Our 2150 take: Why now for water tech?
Historically, water tech has struggled to attract VC funding. In 2021, water startups raised an estimated $470M, just 1% of the $57B of climatetech VC & PE funding that year. The critical challenge in water is that its price doesn’t reflect its value or even its cost. Even for municipal water systems, “Full-cost charging for water services is the exception rather than the rule” (UN, 2022). According to the World Bank (2019), globally excluding China and India, water and sanitation subsidies amount to $320 billion a year, covering infrastructure costs but also operating expenditures.
But there are large and growing markets within water (overall market size estimated at ~$900B), as communities and countries become more and more water stressed, increasing water prices and driving regulation. For example:
- Prices: The water & wastewater bill for a typical US household has increased 43% over the last decade. In the UK, the typical water bill is set to increase 7.5% this year alone.
- Usage restrictions: For example, in 2021, semiconductor manufacturers in Taiwan saw their water supply cut by 15% due to drought, forcing them to rely on water trucks to limit impact on operations.
- PFAS regulation: The US EPA has proposed new rules that would designate two broadly used PFAS chemicals — PFOA and PFOS — as “hazardous substances,” introducing new disclosure requirements and potential clean-up liability for releases of PFOA, PFOS, and potentially other PFAS chemicals.
- Water reuse regulation: In San Francisco, new development projects of 100,000+ gross square feet are required to install and operate onsite water reuse systems, while in Austin, commercial developments that use reclaimed water can get as much as $500,000 in city funding.
- Water leakage regulation: For example, in the UK, leakage is estimated at ~15–20%, and regulators are targeting a 50% reduction in leakage from 2017 / 2018 levels by 2050.
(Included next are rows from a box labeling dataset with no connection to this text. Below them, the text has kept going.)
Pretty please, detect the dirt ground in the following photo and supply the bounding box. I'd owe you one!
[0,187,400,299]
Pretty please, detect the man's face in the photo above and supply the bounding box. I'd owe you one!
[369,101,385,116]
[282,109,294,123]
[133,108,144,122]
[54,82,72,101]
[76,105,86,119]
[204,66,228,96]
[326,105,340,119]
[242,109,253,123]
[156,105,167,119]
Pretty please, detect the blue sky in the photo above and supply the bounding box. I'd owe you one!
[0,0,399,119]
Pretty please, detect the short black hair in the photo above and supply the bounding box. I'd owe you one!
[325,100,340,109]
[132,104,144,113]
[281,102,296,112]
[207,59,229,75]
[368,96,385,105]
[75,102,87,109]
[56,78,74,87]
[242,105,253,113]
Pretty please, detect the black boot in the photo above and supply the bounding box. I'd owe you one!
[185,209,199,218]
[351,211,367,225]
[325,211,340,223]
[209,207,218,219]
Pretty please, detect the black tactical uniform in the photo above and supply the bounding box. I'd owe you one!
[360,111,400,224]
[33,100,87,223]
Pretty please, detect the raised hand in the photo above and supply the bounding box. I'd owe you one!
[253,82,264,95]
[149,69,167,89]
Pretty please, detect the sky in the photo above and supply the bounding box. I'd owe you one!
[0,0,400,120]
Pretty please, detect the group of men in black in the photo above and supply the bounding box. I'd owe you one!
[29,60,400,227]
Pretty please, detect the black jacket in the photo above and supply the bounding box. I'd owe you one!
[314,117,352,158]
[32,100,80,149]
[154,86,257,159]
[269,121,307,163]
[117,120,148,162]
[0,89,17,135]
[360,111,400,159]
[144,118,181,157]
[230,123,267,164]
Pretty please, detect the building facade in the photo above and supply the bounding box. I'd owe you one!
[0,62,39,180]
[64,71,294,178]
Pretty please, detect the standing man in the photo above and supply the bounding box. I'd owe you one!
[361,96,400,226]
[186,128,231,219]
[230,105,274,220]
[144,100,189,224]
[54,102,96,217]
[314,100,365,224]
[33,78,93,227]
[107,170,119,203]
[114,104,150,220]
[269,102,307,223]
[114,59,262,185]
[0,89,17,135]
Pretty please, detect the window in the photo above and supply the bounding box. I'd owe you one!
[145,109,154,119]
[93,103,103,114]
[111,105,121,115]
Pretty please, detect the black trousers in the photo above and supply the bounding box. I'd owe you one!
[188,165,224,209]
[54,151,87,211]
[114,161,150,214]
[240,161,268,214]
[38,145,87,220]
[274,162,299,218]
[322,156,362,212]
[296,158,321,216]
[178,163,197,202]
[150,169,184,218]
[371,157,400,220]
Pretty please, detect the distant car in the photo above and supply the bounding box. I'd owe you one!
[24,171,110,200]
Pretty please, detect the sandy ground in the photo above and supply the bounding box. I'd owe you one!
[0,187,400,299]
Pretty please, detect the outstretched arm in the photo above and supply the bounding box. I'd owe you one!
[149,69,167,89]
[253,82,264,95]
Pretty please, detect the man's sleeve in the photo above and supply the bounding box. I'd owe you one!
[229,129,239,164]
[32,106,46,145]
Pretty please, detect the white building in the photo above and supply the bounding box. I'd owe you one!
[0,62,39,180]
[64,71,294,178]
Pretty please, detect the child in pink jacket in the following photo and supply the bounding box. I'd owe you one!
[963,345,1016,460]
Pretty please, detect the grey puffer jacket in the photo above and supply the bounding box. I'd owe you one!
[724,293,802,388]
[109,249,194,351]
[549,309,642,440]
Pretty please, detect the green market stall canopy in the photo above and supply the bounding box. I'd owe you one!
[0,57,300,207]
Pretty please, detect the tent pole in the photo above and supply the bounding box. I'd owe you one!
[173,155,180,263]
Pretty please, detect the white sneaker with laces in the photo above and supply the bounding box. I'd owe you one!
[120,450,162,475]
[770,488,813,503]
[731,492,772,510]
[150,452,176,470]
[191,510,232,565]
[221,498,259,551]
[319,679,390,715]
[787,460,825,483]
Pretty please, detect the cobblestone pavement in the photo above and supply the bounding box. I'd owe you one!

So why now for water tech? Ultimately, necessity is the mother of innovation. When water scarcity is so severe that communities are being shut off from water supplies entirely (see here), lawmakers are considering piping water 600 miles (~1,000 km) from the Pacific Ocean to Utah (see here), the largest reservoirs in the US are nearing dead pool levels where water levels are too low to flow downstream (see here), and so much more, there is opportunity for new technology to have both great impact and great commercial potential.
Here at 2150, we see water scarcity as one of the biggest challenges of our time, and we are passionate about supporting the innovators that are reimagining our relationship with water for a more sustainable future. If you want to learn with us or if you’re creating new solutions for water security, please reach out!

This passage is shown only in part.